Evaluation & Assessment
Verifying the Plan's Effectiveness

Students will be asked to complete a worksheet similar to the following as they conduct this project. The worksheet includes several open-ended questions that will help identify individual students' understanding as opposed to group calculations.

Klutzy-Cola, a national soda bottling company has fallen on hard times. The soft drink giant is losing money and the board of directors have called in a mathematician for a little advice.

Since price of aluminum is skyrocketing. The company wants to see if there is a cheaper way to design their soda cans. The company asks you to come up with the cheapest soda can available.
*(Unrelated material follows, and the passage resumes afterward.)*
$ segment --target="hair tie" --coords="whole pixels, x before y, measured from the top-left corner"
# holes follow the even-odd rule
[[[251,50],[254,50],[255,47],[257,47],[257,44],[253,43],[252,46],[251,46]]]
Here's what you know:

The can must hold 12 fluid ounces of soda.
Twelve fluid ounces is equivalent to 355 Mililiters.
355 mililiters is 355 cm^3.
The cheapest soda can will have the smallest surface area.
The surface area of a cylinder is SA=(2*Pi*r^2)+h*2*Pi*r.
The volume of a cylinder is V=(Pi*r^2)*h.

The current Klutzy-Cola can measures 10 cm high by 7 cm wide.

Please write the radius of the current can (include units):_________________

Please calculate and write the surface area (include units):_________________

Please calculate and write the volume of the current can:__________________

Can you think of some reasons why the volume of the can is different from the volume of the soda? Would you list any you can think of, please?

For this project, we will design a can with a volume of 355 cm^3.

Would you please use the following formulas to complete the following table? Pick any three values of r you like.

r Pick any #	h h=56.53/r^2	SA SA=2Pir(r+h)

Can you start to guess what the best value of r might be? Let's use the calculators since these calculations are pretty long & tedious.

Complete this table for more values. Try to narrow in on what value of r will give you the smallest surface area.

r Pick a #	h h=56.53/r^2	SA SA=2Pir(r+h)

Now do you have a good guess at what values of r & h will give you the best soda can? Let's use the calculators to find out exactly.

Press the "Y=" key and enter the following equation and plot it:

Y=2*Pi*x*(x+(56.53/r^2))

Sketch your graph below.

Y is the surface area of your soda can and x is the radius. We want the x value at the lowest point of the graph. Use the calculator's trace and minimum functions to find this value.

Please complete this table with the data on your most efficient soda can.

SA=

Do you believe this really is the most efficient soda can design?

Can you think of reasons why soda companies don't make containers with your measurements?

What are some other considerations soda companies think about when designing soda containers?